What I actually say:
* * *
Punz For The Day
Losing My Religion Edition
Q: How many atheists does it take to change a light bulb?
A: Two. One to actually change the bulb, and the other to videotape the job so fundamentalists won’t claim that their god did it.
What do you call a ruling on Islamic law made by an overweight imam?
What is the Dalai Lama’s favorite margarine advertising slogan?
“I can’t believe it’s not Buddha.”
Why don’t churches have free wifi?
They don’t want to compete with an invisible power that actually works.
* * *
May you give yourself permission to dress like a kid;
May you never, under any circumstances, rush onto the pitch;
May you roll over when so requested;
…and may the hijinks ensue.
Thanks for stopping by. Au Vendredi!
* * *
 Which I have been on the receiving end of, when a blatantly sincere apology was called for, so I’m not taking this lightly.
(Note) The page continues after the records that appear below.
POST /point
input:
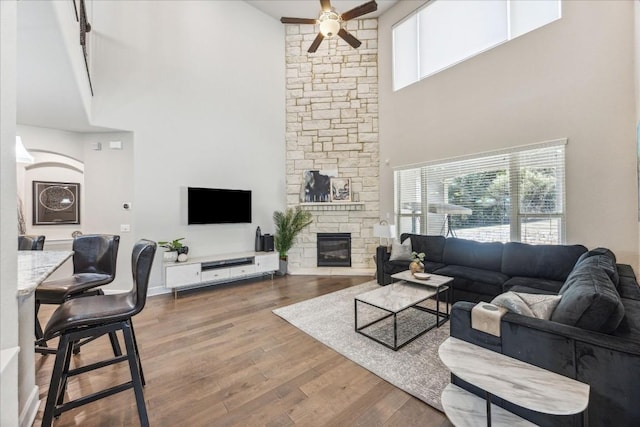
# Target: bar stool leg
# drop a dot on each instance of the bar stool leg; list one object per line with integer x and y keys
{"x": 135, "y": 372}
{"x": 56, "y": 388}
{"x": 135, "y": 343}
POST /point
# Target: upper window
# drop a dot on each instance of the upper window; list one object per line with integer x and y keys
{"x": 445, "y": 32}
{"x": 512, "y": 195}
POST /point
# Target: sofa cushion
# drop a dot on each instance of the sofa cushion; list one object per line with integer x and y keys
{"x": 469, "y": 253}
{"x": 604, "y": 263}
{"x": 401, "y": 251}
{"x": 474, "y": 279}
{"x": 532, "y": 305}
{"x": 589, "y": 301}
{"x": 528, "y": 290}
{"x": 552, "y": 262}
{"x": 605, "y": 258}
{"x": 597, "y": 251}
{"x": 630, "y": 325}
{"x": 628, "y": 288}
{"x": 546, "y": 285}
{"x": 431, "y": 246}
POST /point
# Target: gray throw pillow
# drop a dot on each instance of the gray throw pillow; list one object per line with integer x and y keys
{"x": 532, "y": 305}
{"x": 401, "y": 251}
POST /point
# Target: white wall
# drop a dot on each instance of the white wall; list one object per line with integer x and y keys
{"x": 106, "y": 181}
{"x": 201, "y": 85}
{"x": 8, "y": 229}
{"x": 58, "y": 156}
{"x": 572, "y": 78}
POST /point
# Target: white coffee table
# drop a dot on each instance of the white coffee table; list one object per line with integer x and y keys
{"x": 394, "y": 299}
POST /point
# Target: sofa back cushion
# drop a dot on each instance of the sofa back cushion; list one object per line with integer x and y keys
{"x": 603, "y": 258}
{"x": 589, "y": 300}
{"x": 469, "y": 253}
{"x": 431, "y": 246}
{"x": 553, "y": 262}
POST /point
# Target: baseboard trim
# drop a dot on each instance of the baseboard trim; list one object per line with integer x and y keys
{"x": 30, "y": 410}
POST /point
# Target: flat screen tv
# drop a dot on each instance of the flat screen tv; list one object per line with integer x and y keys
{"x": 218, "y": 206}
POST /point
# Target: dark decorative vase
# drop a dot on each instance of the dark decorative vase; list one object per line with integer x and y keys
{"x": 258, "y": 245}
{"x": 282, "y": 270}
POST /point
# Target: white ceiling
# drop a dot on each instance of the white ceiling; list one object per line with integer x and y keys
{"x": 47, "y": 90}
{"x": 311, "y": 8}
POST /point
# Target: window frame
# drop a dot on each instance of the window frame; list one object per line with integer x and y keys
{"x": 513, "y": 165}
{"x": 509, "y": 16}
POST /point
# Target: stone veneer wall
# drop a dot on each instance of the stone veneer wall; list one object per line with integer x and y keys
{"x": 332, "y": 124}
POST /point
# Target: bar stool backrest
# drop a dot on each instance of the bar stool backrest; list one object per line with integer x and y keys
{"x": 141, "y": 261}
{"x": 95, "y": 253}
{"x": 30, "y": 243}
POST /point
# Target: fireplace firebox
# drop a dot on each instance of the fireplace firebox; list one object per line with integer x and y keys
{"x": 334, "y": 249}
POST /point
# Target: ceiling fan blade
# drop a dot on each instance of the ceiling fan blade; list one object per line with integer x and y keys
{"x": 325, "y": 5}
{"x": 316, "y": 43}
{"x": 298, "y": 20}
{"x": 363, "y": 9}
{"x": 354, "y": 42}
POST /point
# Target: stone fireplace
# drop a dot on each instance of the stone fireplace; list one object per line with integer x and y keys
{"x": 332, "y": 126}
{"x": 334, "y": 249}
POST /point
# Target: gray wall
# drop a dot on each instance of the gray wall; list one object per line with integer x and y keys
{"x": 8, "y": 229}
{"x": 572, "y": 78}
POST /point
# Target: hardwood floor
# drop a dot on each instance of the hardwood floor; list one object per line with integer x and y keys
{"x": 218, "y": 356}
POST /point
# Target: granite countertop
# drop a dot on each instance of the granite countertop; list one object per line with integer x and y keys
{"x": 35, "y": 266}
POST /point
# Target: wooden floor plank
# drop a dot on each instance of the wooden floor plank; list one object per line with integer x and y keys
{"x": 218, "y": 356}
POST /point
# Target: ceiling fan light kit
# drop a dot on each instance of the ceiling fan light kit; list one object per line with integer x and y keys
{"x": 331, "y": 23}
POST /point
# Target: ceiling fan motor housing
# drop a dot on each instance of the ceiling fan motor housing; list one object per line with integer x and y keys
{"x": 330, "y": 23}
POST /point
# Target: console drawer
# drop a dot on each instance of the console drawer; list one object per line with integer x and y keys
{"x": 215, "y": 274}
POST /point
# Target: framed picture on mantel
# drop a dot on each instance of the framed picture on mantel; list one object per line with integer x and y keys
{"x": 340, "y": 189}
{"x": 56, "y": 203}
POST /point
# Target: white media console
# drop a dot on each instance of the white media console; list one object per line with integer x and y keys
{"x": 218, "y": 269}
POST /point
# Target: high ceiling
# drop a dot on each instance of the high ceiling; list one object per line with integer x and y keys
{"x": 49, "y": 93}
{"x": 311, "y": 8}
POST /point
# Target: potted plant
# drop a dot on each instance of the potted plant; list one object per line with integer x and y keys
{"x": 173, "y": 249}
{"x": 288, "y": 225}
{"x": 417, "y": 265}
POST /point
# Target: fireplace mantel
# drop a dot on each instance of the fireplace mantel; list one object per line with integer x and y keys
{"x": 333, "y": 206}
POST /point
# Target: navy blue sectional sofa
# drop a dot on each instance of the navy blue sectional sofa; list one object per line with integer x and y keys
{"x": 482, "y": 271}
{"x": 592, "y": 336}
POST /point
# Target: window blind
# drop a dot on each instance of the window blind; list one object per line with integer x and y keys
{"x": 511, "y": 195}
{"x": 445, "y": 32}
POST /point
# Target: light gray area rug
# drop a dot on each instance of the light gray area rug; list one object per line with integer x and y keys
{"x": 415, "y": 368}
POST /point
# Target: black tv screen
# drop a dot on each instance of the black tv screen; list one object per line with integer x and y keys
{"x": 218, "y": 206}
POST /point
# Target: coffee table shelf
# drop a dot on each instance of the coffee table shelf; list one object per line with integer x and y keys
{"x": 393, "y": 300}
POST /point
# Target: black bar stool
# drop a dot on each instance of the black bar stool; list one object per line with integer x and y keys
{"x": 94, "y": 264}
{"x": 94, "y": 316}
{"x": 30, "y": 243}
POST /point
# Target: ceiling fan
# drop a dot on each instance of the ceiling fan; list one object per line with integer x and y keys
{"x": 331, "y": 21}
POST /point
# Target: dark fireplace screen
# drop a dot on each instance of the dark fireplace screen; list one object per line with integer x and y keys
{"x": 334, "y": 249}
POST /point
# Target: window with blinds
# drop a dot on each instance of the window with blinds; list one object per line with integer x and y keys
{"x": 512, "y": 195}
{"x": 445, "y": 32}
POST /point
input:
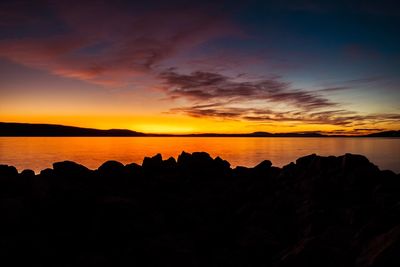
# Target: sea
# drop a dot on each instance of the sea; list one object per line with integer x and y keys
{"x": 38, "y": 153}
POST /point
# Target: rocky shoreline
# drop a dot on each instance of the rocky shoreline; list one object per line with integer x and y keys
{"x": 198, "y": 211}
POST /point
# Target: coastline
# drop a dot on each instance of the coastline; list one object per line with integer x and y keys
{"x": 197, "y": 211}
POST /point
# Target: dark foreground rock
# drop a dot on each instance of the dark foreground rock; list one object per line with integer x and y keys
{"x": 197, "y": 211}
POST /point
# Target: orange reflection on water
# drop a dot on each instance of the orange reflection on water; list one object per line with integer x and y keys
{"x": 37, "y": 153}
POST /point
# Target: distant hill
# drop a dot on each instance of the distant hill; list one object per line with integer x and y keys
{"x": 31, "y": 129}
{"x": 385, "y": 134}
{"x": 27, "y": 129}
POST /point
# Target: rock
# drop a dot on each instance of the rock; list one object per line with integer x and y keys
{"x": 197, "y": 211}
{"x": 263, "y": 166}
{"x": 154, "y": 163}
{"x": 111, "y": 168}
{"x": 28, "y": 173}
{"x": 8, "y": 171}
{"x": 70, "y": 168}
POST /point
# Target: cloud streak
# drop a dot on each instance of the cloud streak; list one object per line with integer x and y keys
{"x": 202, "y": 86}
{"x": 128, "y": 41}
{"x": 213, "y": 95}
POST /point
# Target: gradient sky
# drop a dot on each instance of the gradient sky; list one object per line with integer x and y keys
{"x": 199, "y": 66}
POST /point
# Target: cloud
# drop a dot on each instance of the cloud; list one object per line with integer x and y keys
{"x": 202, "y": 86}
{"x": 214, "y": 95}
{"x": 103, "y": 43}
 Who were quite delighted that they didn’t “have” to go to church anymore. Even though they had friends there whom they liked, they didn’t accept Christian theology or any religion’s theology) and wondered, in their words, “Why do we (our family) go to church when it’s obvious you don’t believe in any of that?”
 Or “rejecting the church/religion/god”…and all the many other ways my decision has been categorized by religious family and friends – ways which are, of course, their terms, and not mine.
 Sorry? I was fucking elated.
 My recollection is not verbatim, but it’s the gist of what I conveyed.
 Until, of course, “we” blog about them.
 And he did do a COVID test, just in case.
 Awfully considerate of me, don’t you think, to be concerned for the sleep state of one who has already woken up moiself.
 Demand, in some cases, when moiself be desperate for sleep.